Direkte Verhandlungen in Genf: Vorsichtiger Optimismus nach erstem Tag
Am Dienstag fanden in Genf (Schweiz) direkte Verhandlungen zwischen Moskau und Kiew über eine Beendigung des Ukraine-Kriegs statt. Obwohl keine konkreten Ergebnisse erzielt wurden, gab es vorsichtig positive Signale nach dem ersten Gesprächstag. Das Treffen dauerte insgesamt sechs Stunden und wurde unter amerikanischer Führung durchgeführt.

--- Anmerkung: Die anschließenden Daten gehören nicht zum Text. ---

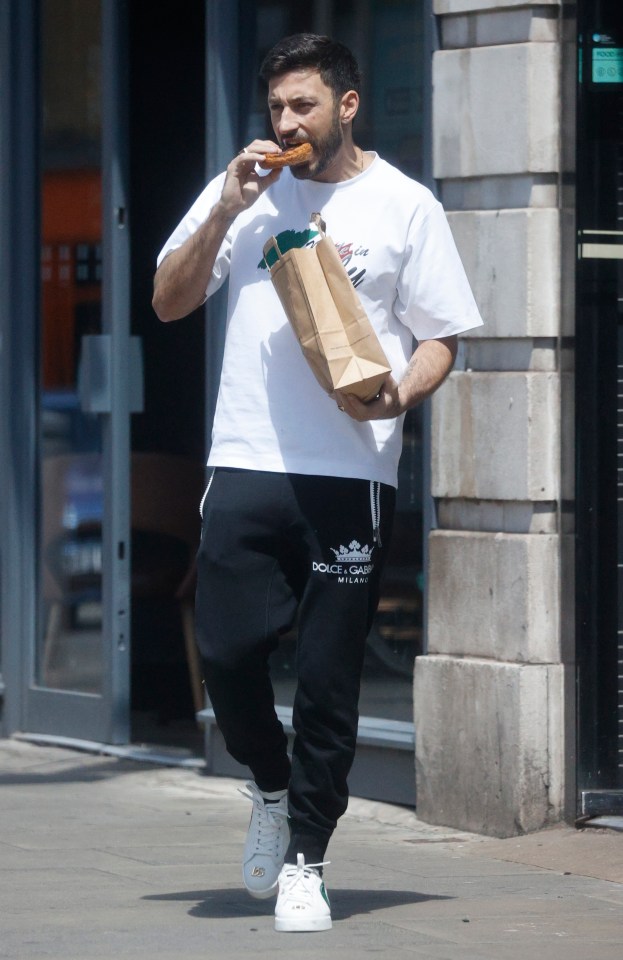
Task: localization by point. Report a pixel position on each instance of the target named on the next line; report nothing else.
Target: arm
(182, 278)
(428, 368)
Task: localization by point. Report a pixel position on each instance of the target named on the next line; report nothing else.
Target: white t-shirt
(396, 244)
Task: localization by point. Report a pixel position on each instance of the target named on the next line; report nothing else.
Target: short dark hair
(335, 63)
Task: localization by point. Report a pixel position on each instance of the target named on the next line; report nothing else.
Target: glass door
(79, 671)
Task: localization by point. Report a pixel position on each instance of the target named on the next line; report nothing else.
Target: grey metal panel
(116, 324)
(222, 132)
(19, 305)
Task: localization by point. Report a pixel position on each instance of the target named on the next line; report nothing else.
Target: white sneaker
(267, 841)
(302, 902)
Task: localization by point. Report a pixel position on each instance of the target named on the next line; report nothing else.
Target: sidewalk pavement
(108, 858)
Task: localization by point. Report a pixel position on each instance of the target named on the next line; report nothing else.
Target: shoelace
(269, 821)
(296, 875)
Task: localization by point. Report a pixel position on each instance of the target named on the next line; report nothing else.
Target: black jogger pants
(273, 544)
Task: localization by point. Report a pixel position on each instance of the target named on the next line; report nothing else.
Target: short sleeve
(198, 213)
(433, 295)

US-Unterhändler spricht von bedeutenden Fortschritten
Steve Witkoff (68), Chef-Unterhändler von US-Präsident Donald Trump (79), äußerte sich am frühen Mittwochmorgen auf der Plattform X optimistisch. Er erklärte, der Tag in Genf habe „bedeutende Fortschritte“ gebracht. Witkoff betonte, er sei „stolz“, unter der Führung von Trump daran zu arbeiten, das Töten in diesem schrecklichen Konflikt zu beenden. Beide Seiten werden laut seinen Angaben ihre jeweiligen Staatschefs informieren und weiter auf eine Einigung hinarbeiten. Für Mittwoch sind bereits weitere Gespräche geplant.
Frage nach Neutralität der US-Vermittlung
Doch wie neutral und unvoreingenommen ist die US-Vermittlung in Genf wirklich? Im Vorfeld der Gespräche hatte Donald Trump wiederholt den Druck auf die Ukraine erhöht und Präsident Wolodymyr Selenskyj (48) zu einer baldigen Einigung mit Moskau gedrängt. Trump forderte, Kiew solle „besser schnell an den Verhandlungstisch kommen“. Bemerkenswert ist, dass dabei kein Wort über die anhaltenden Angriffe durch Russland fiel.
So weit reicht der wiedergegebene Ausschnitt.